Passavam o dia a fazer e a desfazer as curtas trancinhas que lhes enchiam a cabeça toda e eu não entendia nada do que elas diziam. Pareciam de outro país e não me ligavam nenhuma.
Com o meu espanto de miúda, não percebia quem elas eram, tão diferentes de toda a gente que conhecia. Nunca tinha visto ninguém com aquele aspecto. Não era por serem pretas – e elas eram mesmo muito pretas – porque eu já estava farta de ver pessoas com a cor da pele diferente da minha. Mas aquelas tinham uma roupa diferente e, sobretudo, achava estranhíssimo haver quem passasse os dias a pentear-se e a despentear-se. E os meus olhos abertos, ficavam parados nelas, assim como sempre ficam os olhos das crianças quando se deparam com acções estranhas que não percebem.

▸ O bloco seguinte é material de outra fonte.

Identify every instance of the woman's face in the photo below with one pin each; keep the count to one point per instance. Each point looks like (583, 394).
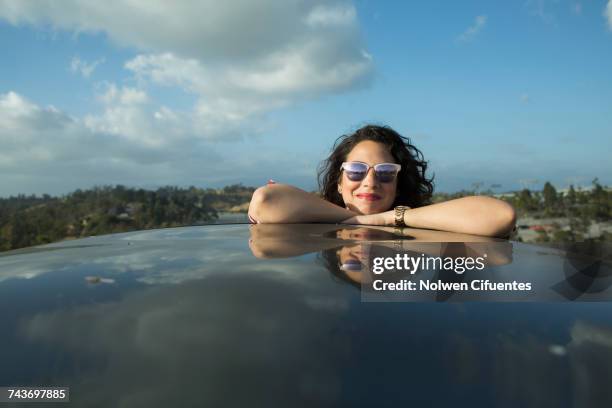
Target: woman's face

Disseram-me que eram da Guiné.
Ainda não havia guerra mas aquele hospital chamava-se “do Ultramar” e era para lá que vinha tratar-se toda a gente dessas zonas do mundo que eu não fazia a menor ideia que eram colónias. Sabia lá eu, com aquela idade, o que eram colónias!
E, devido a essa estranheza, pouca gente falava comigo. As enfermeiras tinham mais que fazer. Só me restava o João, o miúdo de Angola que queria os meus bolos.
Quem me ia visitar, enchia-me de bolos, mas eu não gostava de bolos. Queria era os livros de histórias que se esqueciam de levar. E aí ficava eu enjoada só de olhar para aquelas desprezíveis coisas que desejava que tivessem levado de volta. Quem as comia era o João. Mas, primeiro, tinha que ir à rua ver se a minha mãe já lá vinha. E ela, às vezes, não vinha porque as minhas irmãs ainda eram mais pequenas do que eu e tinha que tratar delas.
O João comia os bolos na mesma. E eu, para me vingar, cantava em altos berros “A Rosinha dos Limões”, enquanto as mulheres da Guiné faziam e desfaziam as trancinhas e falavam continuamente naquela incompreensível língua.